During this new MAOEP, beneficiaries who already have a Medicare Advantage Plan can switch to another advantage plan or disenroll from their current plan and revert to Original Medicare (with the option to enroll in a Part D prescription drug plan). Keep in mind that, if you abandon a Medicare Advantage Plan, you’re giving up benefits, such as the network of providers who participate in that plan and a cap on your out-of-pocket spending for approved medical bills. These are two benefits that original Medicare doesn’t provide. So, before you disenroll, do some research to ensure you’ll still have the coverage you need and can afford.
- Investigate Medicare Special Enrollment Periods (SEPs)
Medicare also provides SEPs for people who need to change their coverage outside of the OEP due to certain qualifying life events. While there are some additional guidelines for SEPs, the basic qualifying events include moving to a new address, losing current health insurance coverage, gaining the ability to enroll in new health insurance coverage and a current Medicare plan changing their coverage. For a full list of all SEPs and their rules, visit the Medicare.gov SEP page.
- Research Medicare Supplement Insurance (Medigap) Plans
Medigap Plans are sold by private insurance companies and offer supplemental coverage to be used in conjunction with Original Medicare. Most people purchase a Medigap plan during their individual Medigap Open Enrollment Period. Unlike the annual OEP, the enrollment timeframe for Medigap is different for each person. It automatically begins the month that a person is BOTH age 65 or older AND enrolled in Medicare Part B. Your Medigap Open Enrollment Period lasts for six months, and during this time, private insurance companies cannot charge more for, deny or restrict your coverage based on medical underwriting and pre-existing conditions. This is not the case after your six-month enrollment period ends, except in certain guaranteed-issue circumstances. You may try to buy a Medigap policy outside of your enrollment period, but insurers may charge more for a policy or refuse to sell you one if you do not meet their medical underwriting requirements.
- Investigate Five-Star Medicare Plans
The 2010 Health Care Reform law created a star rating system for Medicare Plans (one being poor and five being excellent in terms of quality and performance), and Medicare updates its ratings every fall. Beneficiaries can switch to a five-star Medicare Advantage Plan, Medicare Cost Plan or Medicare Prescription Drug Plan once per calendar year between December 8 and November 30. You cannot change to any plans that are not rated five stars, however.

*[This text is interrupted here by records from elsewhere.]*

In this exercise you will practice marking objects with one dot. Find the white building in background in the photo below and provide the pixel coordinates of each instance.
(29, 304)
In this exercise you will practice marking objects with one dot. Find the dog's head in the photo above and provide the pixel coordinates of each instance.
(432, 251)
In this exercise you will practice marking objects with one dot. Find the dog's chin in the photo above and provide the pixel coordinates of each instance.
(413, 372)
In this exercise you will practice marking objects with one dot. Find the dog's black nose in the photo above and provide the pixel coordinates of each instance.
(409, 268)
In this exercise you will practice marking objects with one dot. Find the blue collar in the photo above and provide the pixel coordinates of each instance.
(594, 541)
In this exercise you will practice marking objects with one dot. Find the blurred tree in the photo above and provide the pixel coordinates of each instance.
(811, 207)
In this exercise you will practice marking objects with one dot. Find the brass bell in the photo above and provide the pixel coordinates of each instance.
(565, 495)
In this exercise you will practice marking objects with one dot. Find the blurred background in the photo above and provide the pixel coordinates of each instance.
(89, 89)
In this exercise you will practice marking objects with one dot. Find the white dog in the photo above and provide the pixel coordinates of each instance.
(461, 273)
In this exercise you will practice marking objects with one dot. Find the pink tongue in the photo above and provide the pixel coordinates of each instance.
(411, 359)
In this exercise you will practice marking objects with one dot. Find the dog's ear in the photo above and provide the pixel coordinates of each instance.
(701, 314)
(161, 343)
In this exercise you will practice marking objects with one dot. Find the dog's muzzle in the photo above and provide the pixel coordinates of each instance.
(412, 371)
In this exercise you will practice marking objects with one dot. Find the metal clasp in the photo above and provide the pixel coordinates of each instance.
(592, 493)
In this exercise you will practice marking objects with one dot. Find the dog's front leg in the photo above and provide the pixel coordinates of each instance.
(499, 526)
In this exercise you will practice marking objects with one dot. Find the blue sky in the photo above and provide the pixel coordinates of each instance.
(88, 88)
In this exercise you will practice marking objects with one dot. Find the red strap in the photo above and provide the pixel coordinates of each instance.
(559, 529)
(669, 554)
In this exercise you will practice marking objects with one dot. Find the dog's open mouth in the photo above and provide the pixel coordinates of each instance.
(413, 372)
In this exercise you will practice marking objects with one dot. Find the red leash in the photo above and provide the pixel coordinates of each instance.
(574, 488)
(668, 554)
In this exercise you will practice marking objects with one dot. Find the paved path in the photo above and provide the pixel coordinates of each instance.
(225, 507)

- Find Ways to Better Utilize Your Drug Coverage
If you missed the OEP and you can’t change your coverage using the techniques above, it is best to try to find ways to minimize your healthcare costs. One of the best ways is to optimize your prescription drug regimen to better fit your current coverage. The Medicare Modernization Act (MMA) requires every Medicare plan with prescription drug coverage to include at least two drugs in each category and class. Even if your plan doesn’t cover the drug you take, it must cover another drug designed to treat the same problem. Talk to your doctor to find what other medications exist to treat your illness and discuss the possibility of switching to a generic version or a drug that is part of your plan’s formulary. If you and your doctor decide that you cannot take an alternative drug due to limited effectiveness, adverse effects, or other issues, consider filing an exception request with your plan for coverage of your preferred medication(s).
If you missed the Open Enrollment Period, don’t feel as though you’re trapped in a plan that doesn’t meet your needs. If the cost of drugs, coverage or key benefits becomes more than you can afford, there may be opportunities to make changes and reduce your out-of-pocket costs. The key is to be proactive. Reach out to the State Health Insurance Assistance Program (SHIP) at your local Area Agency on Aging for help figuring out what opportunities are available to you and how and when to take advantage of them.